Dublin Core Metadata, Harvest and Resource Discovery in Law
1999 CALI Conference|
Steven C. Perkins
and John Doyle
This session will discuss one solution for allieviating the problem of inefficient resource discovery of legal materials on the Internet. The proposed solution involves the use of Dublin Core metadata tags in electronic documents combined with the use of a search engine, such as Harvest, that is capable of recognizing the Dublin Core metadata tags.
Metadata is data about data. Common examples are various types of catalogs, such as a mail order catalog or a library catalog. Each catalog contains descriptions of items but not the actual items. Thus each catalog is a metadata depository. By searching the catalog metadata you are able to locate the physical item. The metadata do not need to be with the actual item and that allows the metadata depository to be separate from the physical item.

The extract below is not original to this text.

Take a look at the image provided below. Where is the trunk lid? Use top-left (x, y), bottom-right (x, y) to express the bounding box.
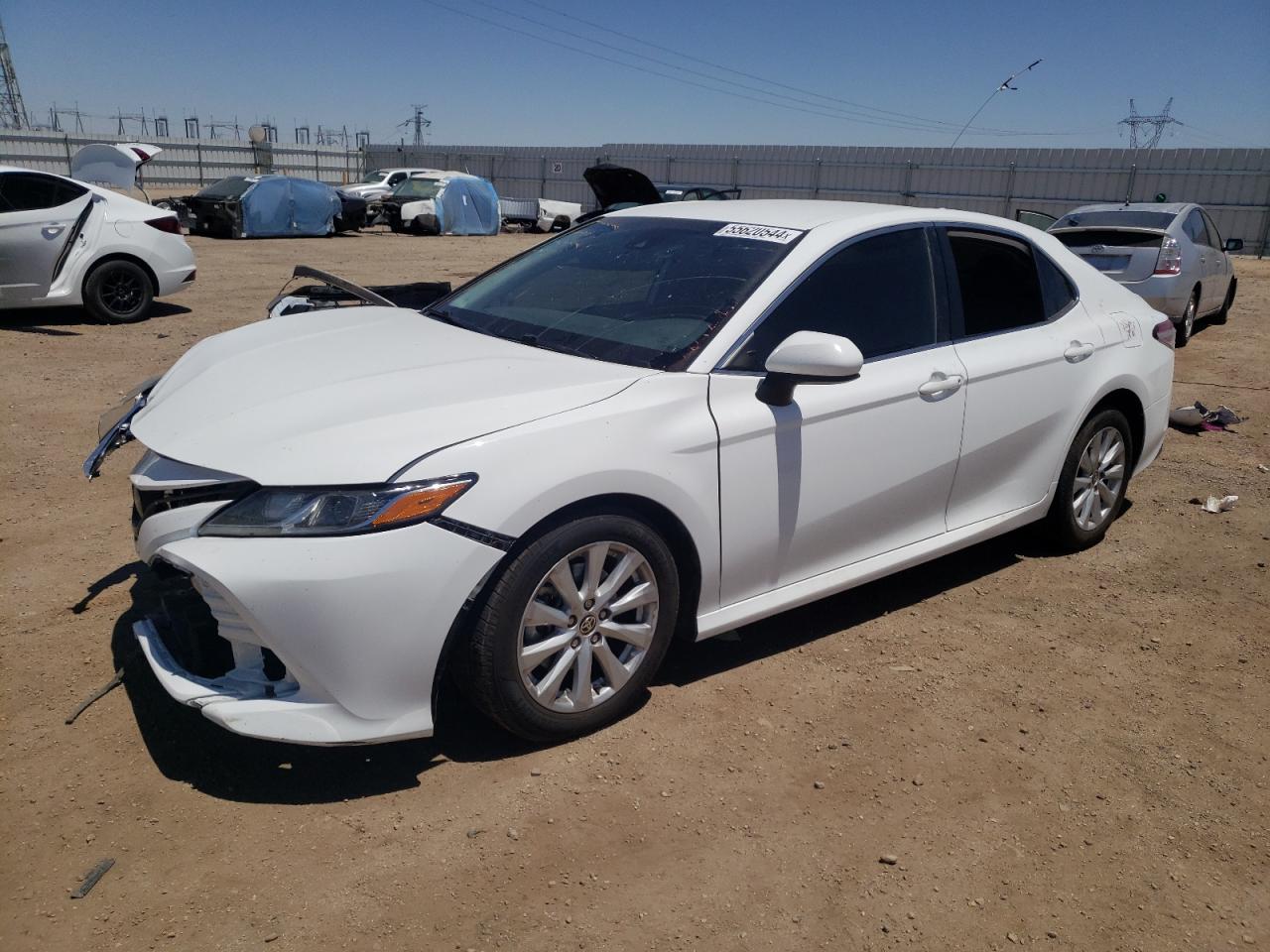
top-left (1051, 228), bottom-right (1165, 282)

There are many metadata schemes:
There is a User Guide Working Group which has developed a User Guide Working Draft which explains how to use Dublin Core version 1.
The future of Metadata is the Resource Description Framework, an XML application that describes metadata and allows for relationships between metadata. See, R. Iannella, "Application of RDF for extensible Dublin Core metadata".
This article What is RDF? explains RDF in a readable manner. See, RDF Tools for an example of the Dublin Core in RDF.
Harvest is an integrated set of tools to gather, extract, index and search Internet information. Harvest is capable of using various indexing software, but comes by default with the Glimpse indexer built-in. Both Harvest and Glimpse are able to deal with structured data that is organized into fields, allowing documents with fields containing names and attributes (such as metadata) to be stored and retrieved using field limited searches.
Harvest contains a "gatherer" and a "broker" componant. The gatherer retrieves documents from the Internet using a list of URLs, and will recursively descend a site if the configuration list requires it to. The retrieved documents are each passed through a summarizing program that extracts-out the elements of the documents that are required and stores the summary for each document in a field-organized record. The gatherer having completed its retrieval/summarizing tasks is then ready to receive a request from a broker. The broker portion of Harvest periodically queries the broker(s) listed in its configuration file, retrieving documents added since the previous contact. The broker then (utilizing Glimpse) indexes the data, and, via a user query-form and a query-engine, accepts input from users, passes the query on to the external Glimpse search-engine, and sends the results back to the user as a web page.